Fay noticed that the tip of her aunt's nose quivered, as it always did in moments of emotion. In spite of her natural contempt, she suddenly felt very sorry for Miss Luck. Fortunately, she was spared a reply by the ringing of the telephone bell from the hall.
"I'll answer it," she said quickly. When she returned there was a jaded look on her small, vivid face. "Frightfully sorry, Aunt Winny," she said, "I've got to go out immediately."
Miss Luck's mouth dropped. "Leave me all alone?"
"But, angel, it's still afternoon. It's only for half an hour. And you'll have Elsie."
"No. It's her evening out. Where are you going?"
Fay braced her nerves for another scene. "To the police station," she replied. "They've arrested another man and they want me to identify him."
Miss Luck's face puckered with rage and fear.

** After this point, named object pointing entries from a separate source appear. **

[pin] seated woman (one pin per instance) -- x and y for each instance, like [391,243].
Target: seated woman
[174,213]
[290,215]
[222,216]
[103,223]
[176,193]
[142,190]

"Felicia," she gasped, "I forbid you to go."
"I'm afraid it's nothing to do with you." Fay's tone lacked respect. "And I don't see why you should worry. It's my funeral. Oh, dear, why did I take that walk?"
Her face grew wistful as she remembered that wild wet day of high wind and flying leaves which had tempted her to a ramble in the beech woods. She had been so filled with the joy of living— so unconscious of the horror in store. And, in the midst of her rapture, she had heard a scream. Breaking through the bushes, she had been in time to see a man rushing away from the prostrate form of a woman.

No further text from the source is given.